Carnage
Carnages
France, 2002
De Delphine Gleize
Scénario : Delphine Gleize
Avec : Clovis Cornillac, Jacques Gamblin, Chiara Mastroianni, Lucia Sanchez
Durée : 2h10
Sortie : 01/01/2002
When a bull named Romero dies in the bullring, the life of several people is turned upside down.
Delphine Gleize had a brilliant idea of gathering for a movie a group of very different people all linked by, don’t laugh, a bull. From the modest and uncomfortable young girl to the actress looking for her real-self, from a couple-in-crisis to a man with suicidal tendencies, the young director draws up an often touching, rather accurate, and sometimes funny gallery of figures. Despite being a debut movie one can underline the extreme precision in the directing, always favouring silences over useless noise. The actors are all wonderful, with a particular distinction this said for the hilarious Clovis Cornillac playing a depressed writer.
The main theme is here the same as in numerous ensemble movies (for example Magnolia but let’s not start comparing the two movies): the relation between parents and children is touched upon sometimes in a rather subtle manner (via the character of Chiara Mastroianni for instance), and sometimes not (the link between the old mother and her son in painful and hackneyed scenes). In fact, the only really wrong thing with Carnage is its length.
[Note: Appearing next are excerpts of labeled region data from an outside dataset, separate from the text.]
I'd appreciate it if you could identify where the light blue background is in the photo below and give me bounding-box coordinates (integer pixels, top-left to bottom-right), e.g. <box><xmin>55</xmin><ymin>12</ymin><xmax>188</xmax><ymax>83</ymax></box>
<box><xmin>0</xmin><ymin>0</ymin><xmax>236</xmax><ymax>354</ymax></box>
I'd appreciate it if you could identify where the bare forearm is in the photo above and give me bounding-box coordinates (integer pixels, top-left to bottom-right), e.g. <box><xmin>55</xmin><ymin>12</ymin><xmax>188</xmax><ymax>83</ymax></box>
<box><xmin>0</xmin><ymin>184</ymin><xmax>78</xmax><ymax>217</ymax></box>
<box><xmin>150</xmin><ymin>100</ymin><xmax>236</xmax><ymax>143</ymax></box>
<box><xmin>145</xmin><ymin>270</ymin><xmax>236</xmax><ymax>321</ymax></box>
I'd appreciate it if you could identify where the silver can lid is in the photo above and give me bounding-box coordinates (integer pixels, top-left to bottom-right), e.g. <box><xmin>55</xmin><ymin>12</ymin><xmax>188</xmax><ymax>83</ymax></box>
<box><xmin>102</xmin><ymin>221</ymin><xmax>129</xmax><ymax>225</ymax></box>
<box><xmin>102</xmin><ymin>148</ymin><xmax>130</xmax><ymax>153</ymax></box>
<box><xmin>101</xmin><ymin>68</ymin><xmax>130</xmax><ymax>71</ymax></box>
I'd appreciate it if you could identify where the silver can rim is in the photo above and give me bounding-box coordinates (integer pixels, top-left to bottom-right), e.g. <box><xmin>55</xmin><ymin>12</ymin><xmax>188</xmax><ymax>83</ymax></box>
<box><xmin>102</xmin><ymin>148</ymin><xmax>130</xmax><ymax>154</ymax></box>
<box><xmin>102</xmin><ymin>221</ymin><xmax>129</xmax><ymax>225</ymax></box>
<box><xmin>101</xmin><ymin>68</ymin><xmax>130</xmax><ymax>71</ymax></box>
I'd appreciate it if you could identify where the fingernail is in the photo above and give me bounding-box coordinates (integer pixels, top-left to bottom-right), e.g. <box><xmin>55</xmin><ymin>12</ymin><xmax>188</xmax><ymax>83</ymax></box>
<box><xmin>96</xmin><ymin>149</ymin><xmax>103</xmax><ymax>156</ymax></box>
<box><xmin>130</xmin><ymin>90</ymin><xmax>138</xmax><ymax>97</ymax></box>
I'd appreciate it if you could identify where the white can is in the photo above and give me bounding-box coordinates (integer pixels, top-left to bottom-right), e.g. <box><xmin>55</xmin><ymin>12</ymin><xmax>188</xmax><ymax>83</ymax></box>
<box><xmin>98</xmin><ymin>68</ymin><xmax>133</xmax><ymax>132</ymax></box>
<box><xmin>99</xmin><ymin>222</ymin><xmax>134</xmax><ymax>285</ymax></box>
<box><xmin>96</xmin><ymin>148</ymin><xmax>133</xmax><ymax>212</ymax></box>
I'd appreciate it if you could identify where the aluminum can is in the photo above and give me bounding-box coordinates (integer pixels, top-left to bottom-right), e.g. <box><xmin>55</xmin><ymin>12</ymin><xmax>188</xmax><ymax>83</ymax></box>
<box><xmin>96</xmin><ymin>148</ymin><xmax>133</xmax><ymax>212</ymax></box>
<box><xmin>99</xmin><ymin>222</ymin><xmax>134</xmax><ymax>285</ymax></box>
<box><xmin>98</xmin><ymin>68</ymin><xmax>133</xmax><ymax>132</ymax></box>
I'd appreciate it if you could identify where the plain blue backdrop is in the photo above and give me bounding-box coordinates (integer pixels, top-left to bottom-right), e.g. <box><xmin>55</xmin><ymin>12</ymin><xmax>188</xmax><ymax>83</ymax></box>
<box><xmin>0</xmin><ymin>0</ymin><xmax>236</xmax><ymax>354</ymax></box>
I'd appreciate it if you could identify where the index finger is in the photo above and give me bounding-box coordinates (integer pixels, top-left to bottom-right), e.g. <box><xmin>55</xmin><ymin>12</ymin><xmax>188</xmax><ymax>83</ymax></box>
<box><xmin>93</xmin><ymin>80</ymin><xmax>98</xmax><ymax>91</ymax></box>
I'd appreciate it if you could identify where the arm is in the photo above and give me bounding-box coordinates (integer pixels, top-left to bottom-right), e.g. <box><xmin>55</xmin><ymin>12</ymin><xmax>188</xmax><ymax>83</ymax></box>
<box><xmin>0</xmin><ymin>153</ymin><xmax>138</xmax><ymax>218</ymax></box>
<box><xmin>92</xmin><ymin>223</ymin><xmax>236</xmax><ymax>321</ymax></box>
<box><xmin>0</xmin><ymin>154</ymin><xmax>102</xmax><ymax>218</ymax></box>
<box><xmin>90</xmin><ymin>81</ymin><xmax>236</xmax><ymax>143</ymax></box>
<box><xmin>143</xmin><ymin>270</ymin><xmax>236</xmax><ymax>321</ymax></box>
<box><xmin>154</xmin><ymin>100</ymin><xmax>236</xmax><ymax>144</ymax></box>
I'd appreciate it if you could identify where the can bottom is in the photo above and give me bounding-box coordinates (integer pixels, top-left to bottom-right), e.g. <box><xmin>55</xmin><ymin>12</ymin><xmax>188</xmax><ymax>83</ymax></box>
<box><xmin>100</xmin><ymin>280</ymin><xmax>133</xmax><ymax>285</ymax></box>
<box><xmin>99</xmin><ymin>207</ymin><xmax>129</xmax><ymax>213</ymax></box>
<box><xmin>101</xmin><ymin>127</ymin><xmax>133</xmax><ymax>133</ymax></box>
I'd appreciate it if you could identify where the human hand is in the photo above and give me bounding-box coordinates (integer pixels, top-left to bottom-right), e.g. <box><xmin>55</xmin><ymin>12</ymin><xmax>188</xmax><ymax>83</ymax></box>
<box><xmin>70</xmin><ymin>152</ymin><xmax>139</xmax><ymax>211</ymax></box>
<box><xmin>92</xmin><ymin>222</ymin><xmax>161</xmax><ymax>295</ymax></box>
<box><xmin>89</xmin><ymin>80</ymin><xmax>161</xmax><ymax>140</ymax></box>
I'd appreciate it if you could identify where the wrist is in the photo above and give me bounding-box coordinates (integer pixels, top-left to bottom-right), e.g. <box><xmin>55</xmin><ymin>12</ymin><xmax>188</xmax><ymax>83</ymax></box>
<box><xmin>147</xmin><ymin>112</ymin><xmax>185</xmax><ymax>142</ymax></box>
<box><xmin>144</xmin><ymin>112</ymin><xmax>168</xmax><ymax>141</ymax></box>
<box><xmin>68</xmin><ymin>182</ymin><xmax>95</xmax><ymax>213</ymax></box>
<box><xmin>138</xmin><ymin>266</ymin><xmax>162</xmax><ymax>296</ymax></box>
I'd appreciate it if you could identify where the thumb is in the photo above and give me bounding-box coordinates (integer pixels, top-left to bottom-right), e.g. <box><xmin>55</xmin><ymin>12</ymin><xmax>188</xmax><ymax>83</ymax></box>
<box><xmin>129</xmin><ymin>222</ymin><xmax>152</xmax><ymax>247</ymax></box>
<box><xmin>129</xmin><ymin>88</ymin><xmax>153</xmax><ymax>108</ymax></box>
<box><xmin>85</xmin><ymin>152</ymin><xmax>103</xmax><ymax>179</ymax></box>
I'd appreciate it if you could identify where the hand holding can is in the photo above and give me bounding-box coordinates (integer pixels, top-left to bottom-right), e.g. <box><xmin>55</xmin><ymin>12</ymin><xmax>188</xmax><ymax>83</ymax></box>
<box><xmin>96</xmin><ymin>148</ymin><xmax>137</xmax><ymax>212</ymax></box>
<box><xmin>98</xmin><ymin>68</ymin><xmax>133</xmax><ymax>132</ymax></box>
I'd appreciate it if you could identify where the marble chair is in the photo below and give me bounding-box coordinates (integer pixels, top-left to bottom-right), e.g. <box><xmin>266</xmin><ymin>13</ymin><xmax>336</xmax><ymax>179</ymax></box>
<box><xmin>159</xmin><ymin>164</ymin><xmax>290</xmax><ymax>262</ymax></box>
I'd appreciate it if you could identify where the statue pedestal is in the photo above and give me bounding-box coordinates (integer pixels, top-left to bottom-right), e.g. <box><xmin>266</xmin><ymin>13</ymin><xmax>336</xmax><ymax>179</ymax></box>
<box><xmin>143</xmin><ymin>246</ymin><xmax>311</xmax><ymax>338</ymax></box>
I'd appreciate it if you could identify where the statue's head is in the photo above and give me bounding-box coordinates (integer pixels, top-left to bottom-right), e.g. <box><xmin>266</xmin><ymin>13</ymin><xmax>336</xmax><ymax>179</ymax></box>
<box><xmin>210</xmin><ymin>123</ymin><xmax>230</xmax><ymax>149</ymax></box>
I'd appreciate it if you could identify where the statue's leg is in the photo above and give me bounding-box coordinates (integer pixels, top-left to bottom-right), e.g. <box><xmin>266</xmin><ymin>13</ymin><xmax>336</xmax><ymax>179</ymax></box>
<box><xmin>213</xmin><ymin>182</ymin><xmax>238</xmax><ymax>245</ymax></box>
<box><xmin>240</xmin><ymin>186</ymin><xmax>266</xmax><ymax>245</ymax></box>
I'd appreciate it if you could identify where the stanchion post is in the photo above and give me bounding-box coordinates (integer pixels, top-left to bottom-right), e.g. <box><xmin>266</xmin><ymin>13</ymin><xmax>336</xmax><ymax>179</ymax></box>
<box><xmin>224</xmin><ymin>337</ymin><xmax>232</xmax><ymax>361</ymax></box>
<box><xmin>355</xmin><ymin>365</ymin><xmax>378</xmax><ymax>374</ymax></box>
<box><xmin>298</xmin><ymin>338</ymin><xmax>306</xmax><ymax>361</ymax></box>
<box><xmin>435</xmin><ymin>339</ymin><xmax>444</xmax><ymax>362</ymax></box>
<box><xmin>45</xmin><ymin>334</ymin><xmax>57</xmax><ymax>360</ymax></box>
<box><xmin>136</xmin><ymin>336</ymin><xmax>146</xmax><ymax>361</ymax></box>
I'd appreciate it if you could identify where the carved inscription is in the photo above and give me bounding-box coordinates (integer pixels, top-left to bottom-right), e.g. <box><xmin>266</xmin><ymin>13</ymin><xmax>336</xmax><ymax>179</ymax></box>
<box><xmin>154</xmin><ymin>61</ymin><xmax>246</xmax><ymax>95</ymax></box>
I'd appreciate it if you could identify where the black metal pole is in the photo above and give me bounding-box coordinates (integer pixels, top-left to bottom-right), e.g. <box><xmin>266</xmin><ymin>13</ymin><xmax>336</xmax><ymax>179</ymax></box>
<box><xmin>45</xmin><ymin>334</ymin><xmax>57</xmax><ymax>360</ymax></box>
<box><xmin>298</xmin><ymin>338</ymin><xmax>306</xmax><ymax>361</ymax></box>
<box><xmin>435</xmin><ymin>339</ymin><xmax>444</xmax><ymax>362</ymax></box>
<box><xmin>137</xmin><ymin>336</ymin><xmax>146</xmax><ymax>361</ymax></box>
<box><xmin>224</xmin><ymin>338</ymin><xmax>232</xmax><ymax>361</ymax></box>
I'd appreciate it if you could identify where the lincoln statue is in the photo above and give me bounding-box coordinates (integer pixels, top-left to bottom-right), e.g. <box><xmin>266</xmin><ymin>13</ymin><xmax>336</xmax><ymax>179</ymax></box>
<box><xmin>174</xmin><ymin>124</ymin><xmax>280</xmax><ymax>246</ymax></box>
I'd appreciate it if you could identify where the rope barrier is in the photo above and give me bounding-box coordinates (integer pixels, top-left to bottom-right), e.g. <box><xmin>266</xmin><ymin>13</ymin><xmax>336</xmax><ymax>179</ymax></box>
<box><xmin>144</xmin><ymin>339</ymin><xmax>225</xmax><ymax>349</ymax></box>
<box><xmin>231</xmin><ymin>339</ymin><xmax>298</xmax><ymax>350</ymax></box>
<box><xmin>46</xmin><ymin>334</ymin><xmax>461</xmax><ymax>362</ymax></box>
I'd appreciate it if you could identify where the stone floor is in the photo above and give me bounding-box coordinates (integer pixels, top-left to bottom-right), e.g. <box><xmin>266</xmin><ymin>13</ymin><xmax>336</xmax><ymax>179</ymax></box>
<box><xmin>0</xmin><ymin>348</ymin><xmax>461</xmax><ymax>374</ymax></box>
Gleize, for who it’s her first feature-length movie after a successful career doing shorts, seemed to have had difficulties cutting and trimming her picture. Indeed, the extended ending delays for too long its real conclusion partly ruining the brilliant work done previously. Despite this unfortunate excess Carnage is a really original film, being at the same time genuine and funny. A highly recommended "unidentified filmed object".